A 2016 study by the JPMorgan Chase Institute found that more than half of all U.S. workers experienced month–to–month fluctuations in income of 30%, and almost all that fluctuation occurred within the same job. The Chase Institute’s research also showed that access to on–demand work helped workers with that unpredictable income avoid debt.

What’s more, studies indicate that many in the workforce lack earnings stability and adequacy. The Brookings Institution, a century–old research group in Washington D.C., looked at 350 metropolitan areas in the U.S. and found that in 2019, 44% of all workers age 18 to 64 were holding down low–wage jobs. The workers’ median hourly wage was $10.22, and their median annual income was $17,950.

The economy looks good when you look at headline statistics on the low unemployment rate in the U.S., but the other thing is that income is also low.

Yili (Kevin) Hong, associate professor of information systems

And, chances are, even people with higher–paying jobs struggle with the numbers. Between November 2018 and November 2019, average hourly earnings rose a meager 1.1%, according to the Bureau of Labor Statistics. In the year that ended December 2019, inflation rose 2.3%, U.S. Labor Department data shows. That’s up from 2.1% the year before. Inflation is outpacing average wage increases.

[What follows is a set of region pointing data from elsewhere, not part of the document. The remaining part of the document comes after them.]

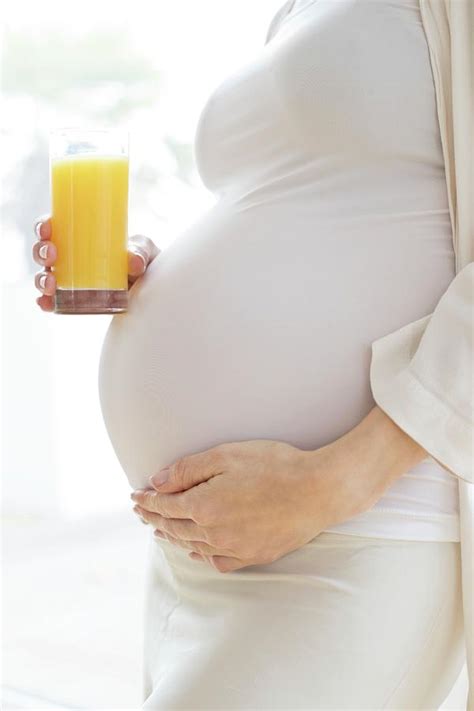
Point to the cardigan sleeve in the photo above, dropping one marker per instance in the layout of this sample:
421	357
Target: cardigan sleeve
278	19
422	376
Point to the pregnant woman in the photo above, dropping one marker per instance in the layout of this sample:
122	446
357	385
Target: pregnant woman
306	551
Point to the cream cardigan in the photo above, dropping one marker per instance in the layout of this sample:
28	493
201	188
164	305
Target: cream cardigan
422	375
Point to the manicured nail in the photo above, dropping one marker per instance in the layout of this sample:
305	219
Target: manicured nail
139	254
161	477
143	520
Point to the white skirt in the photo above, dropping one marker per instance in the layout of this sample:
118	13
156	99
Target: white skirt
345	622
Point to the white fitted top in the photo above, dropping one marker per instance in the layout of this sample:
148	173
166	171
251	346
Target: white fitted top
331	229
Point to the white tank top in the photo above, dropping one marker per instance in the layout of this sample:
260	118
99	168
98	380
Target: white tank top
331	229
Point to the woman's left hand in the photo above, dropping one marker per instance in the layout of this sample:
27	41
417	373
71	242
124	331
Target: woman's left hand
249	503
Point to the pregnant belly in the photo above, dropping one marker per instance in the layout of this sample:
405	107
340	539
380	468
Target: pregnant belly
255	324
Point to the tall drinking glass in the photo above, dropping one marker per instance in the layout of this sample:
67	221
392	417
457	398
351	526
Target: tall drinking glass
89	173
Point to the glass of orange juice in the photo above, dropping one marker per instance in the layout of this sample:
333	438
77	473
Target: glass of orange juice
89	174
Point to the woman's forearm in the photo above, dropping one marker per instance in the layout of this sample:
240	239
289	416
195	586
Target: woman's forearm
364	462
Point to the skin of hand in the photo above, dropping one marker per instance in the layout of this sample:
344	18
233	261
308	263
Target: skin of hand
141	252
247	503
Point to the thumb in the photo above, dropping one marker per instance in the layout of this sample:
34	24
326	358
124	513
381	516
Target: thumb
188	471
141	252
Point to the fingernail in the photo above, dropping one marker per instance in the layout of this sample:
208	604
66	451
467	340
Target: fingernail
139	254
161	477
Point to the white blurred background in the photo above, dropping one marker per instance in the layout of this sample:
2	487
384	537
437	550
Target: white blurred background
73	551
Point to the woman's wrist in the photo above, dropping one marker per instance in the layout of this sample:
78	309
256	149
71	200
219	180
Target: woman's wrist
385	451
352	473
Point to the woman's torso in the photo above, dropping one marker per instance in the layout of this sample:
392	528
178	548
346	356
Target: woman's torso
331	229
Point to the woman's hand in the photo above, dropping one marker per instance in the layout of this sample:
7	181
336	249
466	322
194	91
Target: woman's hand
249	503
141	252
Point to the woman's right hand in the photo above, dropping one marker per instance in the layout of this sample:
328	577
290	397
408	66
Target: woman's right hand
141	252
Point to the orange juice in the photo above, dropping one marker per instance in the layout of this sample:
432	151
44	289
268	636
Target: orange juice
89	195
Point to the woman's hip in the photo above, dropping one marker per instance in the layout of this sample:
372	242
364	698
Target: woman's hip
344	622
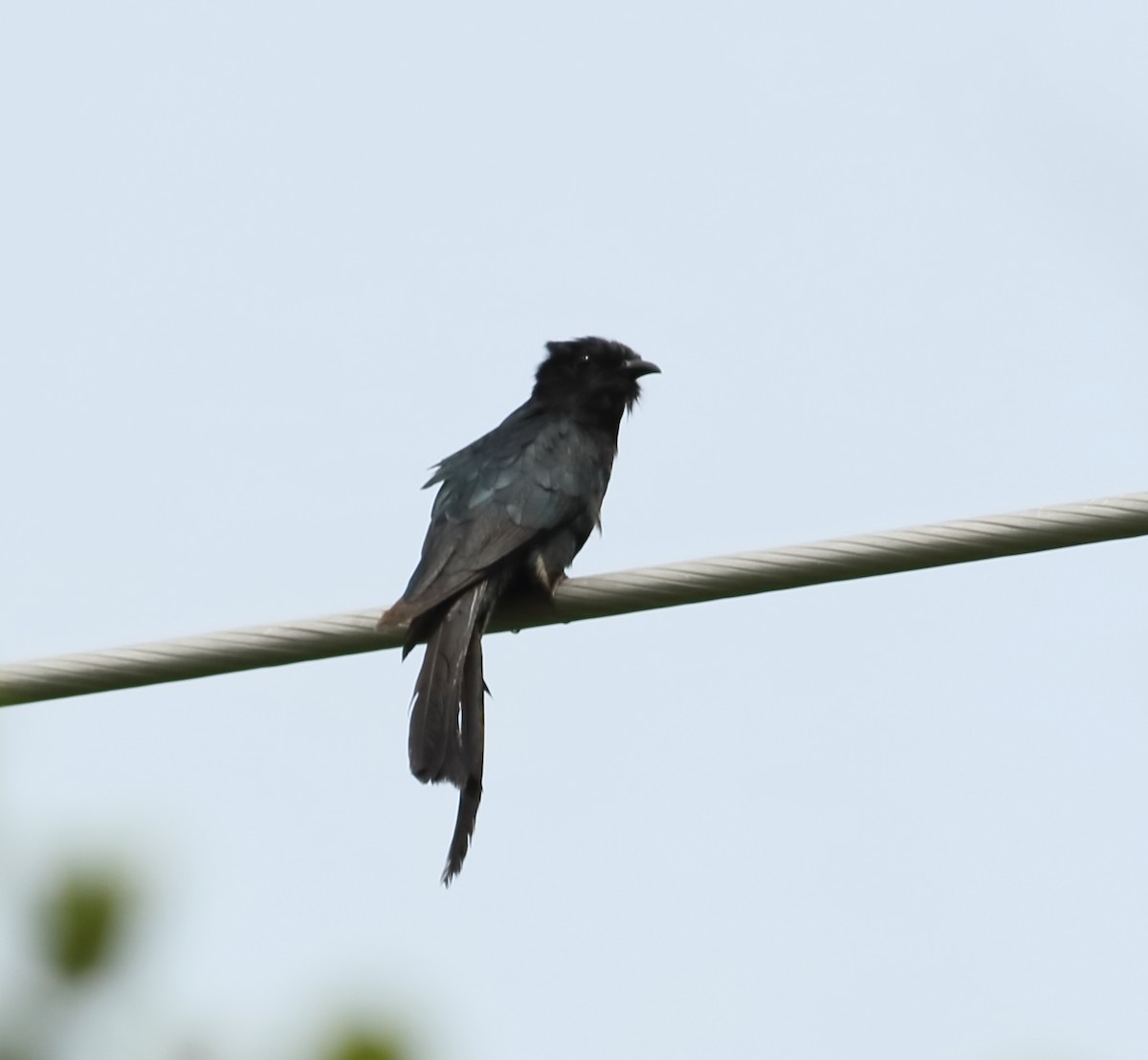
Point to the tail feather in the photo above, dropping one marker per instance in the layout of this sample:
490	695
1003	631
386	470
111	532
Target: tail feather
475	691
448	715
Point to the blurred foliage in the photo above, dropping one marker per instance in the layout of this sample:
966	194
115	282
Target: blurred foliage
83	921
361	1044
79	939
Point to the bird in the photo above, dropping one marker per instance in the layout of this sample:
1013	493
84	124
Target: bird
512	511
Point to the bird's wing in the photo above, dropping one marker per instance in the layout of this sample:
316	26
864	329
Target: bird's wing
527	476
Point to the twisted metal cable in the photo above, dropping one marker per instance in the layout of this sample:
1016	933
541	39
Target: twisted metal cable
642	589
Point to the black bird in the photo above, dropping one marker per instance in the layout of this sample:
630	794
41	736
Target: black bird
512	511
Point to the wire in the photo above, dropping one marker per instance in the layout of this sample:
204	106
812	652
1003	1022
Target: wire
643	589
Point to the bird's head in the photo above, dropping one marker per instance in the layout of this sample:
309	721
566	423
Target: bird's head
592	376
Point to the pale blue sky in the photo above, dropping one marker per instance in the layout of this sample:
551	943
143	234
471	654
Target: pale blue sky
264	263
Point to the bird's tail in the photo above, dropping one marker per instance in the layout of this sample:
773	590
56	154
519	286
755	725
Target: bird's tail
446	740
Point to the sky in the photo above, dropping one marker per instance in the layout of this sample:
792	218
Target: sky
264	264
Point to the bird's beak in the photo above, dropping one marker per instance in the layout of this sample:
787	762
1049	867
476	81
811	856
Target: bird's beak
642	367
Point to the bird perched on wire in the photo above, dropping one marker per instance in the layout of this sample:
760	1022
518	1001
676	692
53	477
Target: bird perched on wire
514	509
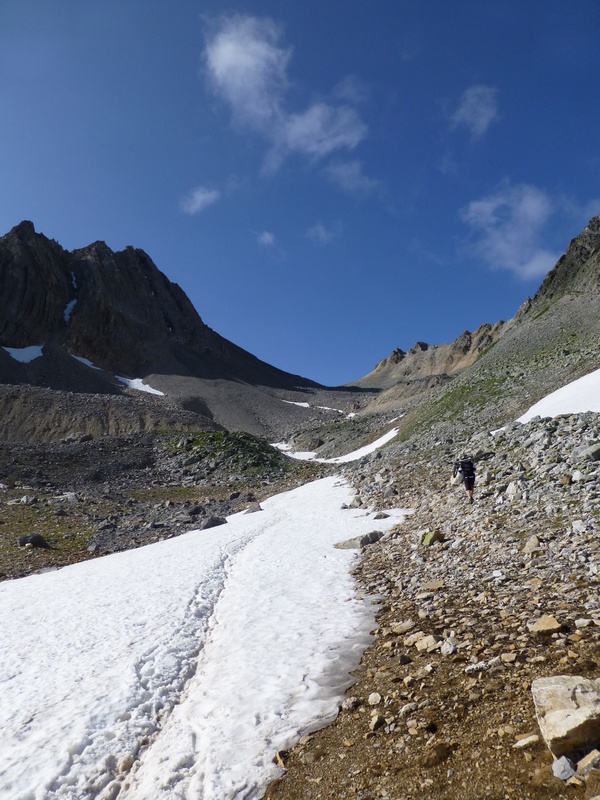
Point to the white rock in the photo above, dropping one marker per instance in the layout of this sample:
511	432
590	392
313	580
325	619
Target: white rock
568	711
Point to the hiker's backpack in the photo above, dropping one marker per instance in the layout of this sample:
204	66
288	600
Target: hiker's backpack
467	467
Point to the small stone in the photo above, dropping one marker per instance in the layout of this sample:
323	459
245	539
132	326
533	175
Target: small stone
434	586
33	540
508	658
531	544
431	537
589	762
403	627
563	768
409	641
545	624
448	648
436	755
528	741
378	721
408	709
428	643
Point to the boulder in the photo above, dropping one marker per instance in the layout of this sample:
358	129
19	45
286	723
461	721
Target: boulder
32	540
568	712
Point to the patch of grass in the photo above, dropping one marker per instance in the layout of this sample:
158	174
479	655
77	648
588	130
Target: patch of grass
67	535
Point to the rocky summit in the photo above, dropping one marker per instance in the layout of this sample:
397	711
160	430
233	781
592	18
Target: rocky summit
482	680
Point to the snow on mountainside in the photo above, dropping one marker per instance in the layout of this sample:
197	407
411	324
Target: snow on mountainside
180	668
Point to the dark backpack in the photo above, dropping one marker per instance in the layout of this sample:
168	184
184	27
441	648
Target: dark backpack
467	467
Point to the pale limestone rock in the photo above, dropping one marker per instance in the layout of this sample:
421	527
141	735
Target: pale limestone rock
531	544
590	762
563	768
568	712
426	643
528	741
545	624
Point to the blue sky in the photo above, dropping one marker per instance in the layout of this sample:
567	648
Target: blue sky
326	181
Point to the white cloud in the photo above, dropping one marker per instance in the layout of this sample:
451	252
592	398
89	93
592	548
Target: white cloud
508	228
266	238
348	175
477	110
319	234
322	129
198	199
247	66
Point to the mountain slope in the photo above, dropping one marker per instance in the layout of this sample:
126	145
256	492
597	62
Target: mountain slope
100	314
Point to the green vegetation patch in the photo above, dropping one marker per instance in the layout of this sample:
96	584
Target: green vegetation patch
67	535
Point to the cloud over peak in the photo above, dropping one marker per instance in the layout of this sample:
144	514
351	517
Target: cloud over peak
198	199
507	228
477	109
247	66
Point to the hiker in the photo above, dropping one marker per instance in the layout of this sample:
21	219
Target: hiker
465	466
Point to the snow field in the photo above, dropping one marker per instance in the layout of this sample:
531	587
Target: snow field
199	656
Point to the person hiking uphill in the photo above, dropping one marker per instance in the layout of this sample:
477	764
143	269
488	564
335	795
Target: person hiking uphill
465	466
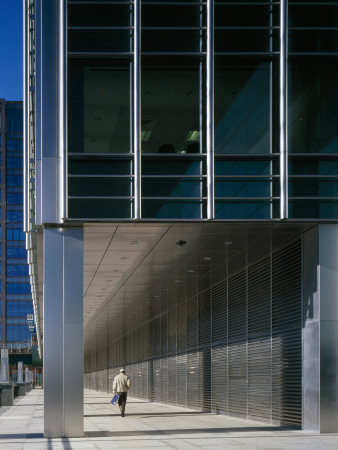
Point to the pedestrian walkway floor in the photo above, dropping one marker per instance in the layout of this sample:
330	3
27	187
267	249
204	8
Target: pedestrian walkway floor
149	425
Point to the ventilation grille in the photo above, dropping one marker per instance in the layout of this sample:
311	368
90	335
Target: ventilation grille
236	349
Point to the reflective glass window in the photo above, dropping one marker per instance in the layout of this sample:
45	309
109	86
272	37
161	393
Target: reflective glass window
17	333
14	216
15	180
19	309
313	107
14	145
14	119
99	106
14	198
242	107
171	116
14	163
17	270
18	288
16	252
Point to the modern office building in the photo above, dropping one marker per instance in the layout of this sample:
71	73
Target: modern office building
15	291
181	192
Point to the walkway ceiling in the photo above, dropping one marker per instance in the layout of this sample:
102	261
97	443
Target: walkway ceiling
133	272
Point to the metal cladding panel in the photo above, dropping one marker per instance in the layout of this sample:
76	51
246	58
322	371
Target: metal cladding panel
259	341
234	349
237	345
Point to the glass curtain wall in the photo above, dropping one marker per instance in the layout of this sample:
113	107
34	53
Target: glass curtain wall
246	87
137	117
173	47
313	109
100	55
18	292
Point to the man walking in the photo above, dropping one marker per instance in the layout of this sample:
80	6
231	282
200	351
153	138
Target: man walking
121	386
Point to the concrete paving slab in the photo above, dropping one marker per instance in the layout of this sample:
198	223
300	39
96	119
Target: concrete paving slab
149	425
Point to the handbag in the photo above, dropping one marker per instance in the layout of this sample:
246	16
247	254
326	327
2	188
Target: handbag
114	399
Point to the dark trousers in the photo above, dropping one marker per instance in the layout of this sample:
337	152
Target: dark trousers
122	401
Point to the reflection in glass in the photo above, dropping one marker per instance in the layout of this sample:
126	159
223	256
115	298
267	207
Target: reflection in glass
170	99
99	106
313	108
242	108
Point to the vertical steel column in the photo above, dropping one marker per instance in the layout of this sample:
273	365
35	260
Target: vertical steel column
62	109
283	112
210	111
137	109
25	117
63	332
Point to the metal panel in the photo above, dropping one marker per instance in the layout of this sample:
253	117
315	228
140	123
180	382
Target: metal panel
235	348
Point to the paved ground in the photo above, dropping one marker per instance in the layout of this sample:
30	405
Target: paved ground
149	426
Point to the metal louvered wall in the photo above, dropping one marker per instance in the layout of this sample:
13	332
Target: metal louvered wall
235	349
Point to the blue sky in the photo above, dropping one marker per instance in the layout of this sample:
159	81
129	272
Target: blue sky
11	49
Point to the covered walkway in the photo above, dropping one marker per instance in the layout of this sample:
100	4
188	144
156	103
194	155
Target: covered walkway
148	425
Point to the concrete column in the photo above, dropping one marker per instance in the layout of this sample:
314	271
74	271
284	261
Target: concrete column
4	369
63	332
20	373
320	329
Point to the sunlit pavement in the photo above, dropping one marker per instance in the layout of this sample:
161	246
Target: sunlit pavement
148	425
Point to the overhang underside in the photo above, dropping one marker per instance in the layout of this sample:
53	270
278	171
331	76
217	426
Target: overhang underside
135	272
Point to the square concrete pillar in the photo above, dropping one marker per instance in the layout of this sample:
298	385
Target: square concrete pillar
63	332
320	329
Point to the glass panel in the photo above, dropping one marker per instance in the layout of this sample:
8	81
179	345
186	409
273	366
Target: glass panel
113	187
312	187
99	41
171	167
243	167
242	188
159	187
99	15
313	167
159	209
313	108
165	15
99	166
171	106
99	106
101	209
172	40
313	41
313	15
244	210
313	209
245	15
244	40
242	108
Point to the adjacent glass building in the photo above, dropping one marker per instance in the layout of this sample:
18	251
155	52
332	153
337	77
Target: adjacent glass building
181	189
16	298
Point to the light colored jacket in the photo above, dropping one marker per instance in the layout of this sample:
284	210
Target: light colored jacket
121	383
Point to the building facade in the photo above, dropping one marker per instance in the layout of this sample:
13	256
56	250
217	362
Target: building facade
16	298
181	192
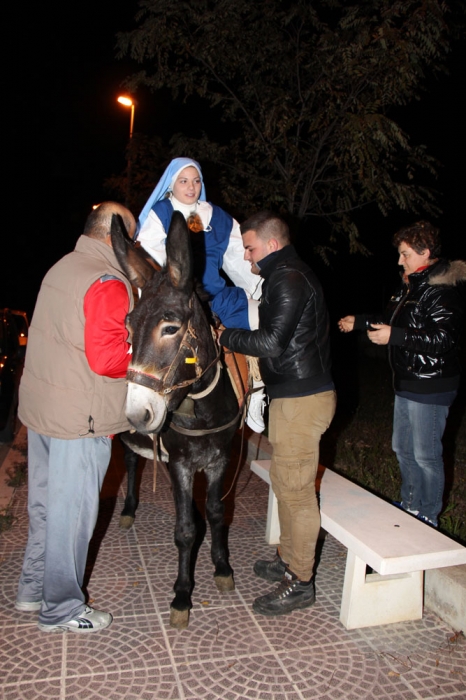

Meanwhile, platforms like Uber provide an easy way for workers to boost their income. According to a study conducted by the National Bureau of Economic Research, only 18% of Uber drivers drive for 30 or more hours per week. One in five drivers will chalk up zero hours in a week, and almost two thirds (60%) work fewer than 10 hours each week. This indicates that for most of the drivers, Uber is supplemental income.

It’s valuable income, too, says Hong. “Some people think that workers using online labor platforms are worse off, but the data say otherwise,” he notes. “An Uber driver makes more than someone working for minimum wage, and platforms like Uber help people in the low–skilled workforce because driving doesn’t require a lot of skills.”

Looking at his research, Hong is convinced online labor platforms serve as a buffer for job loss and a low–barrier way for workers to easily gain some extra cash. That’s why he thinks California’s AB5 — and pending legislation like it coast–to–coast — is not necessarily in workers’ best interest. For between–jobs periods and for extra income that makes the difference between paying bills or adding to debt, Hong sees significant value in online gig–economy employment venues. “They are doing society a huge service because sometimes it’s extremely difficult for people to find a job,” he says.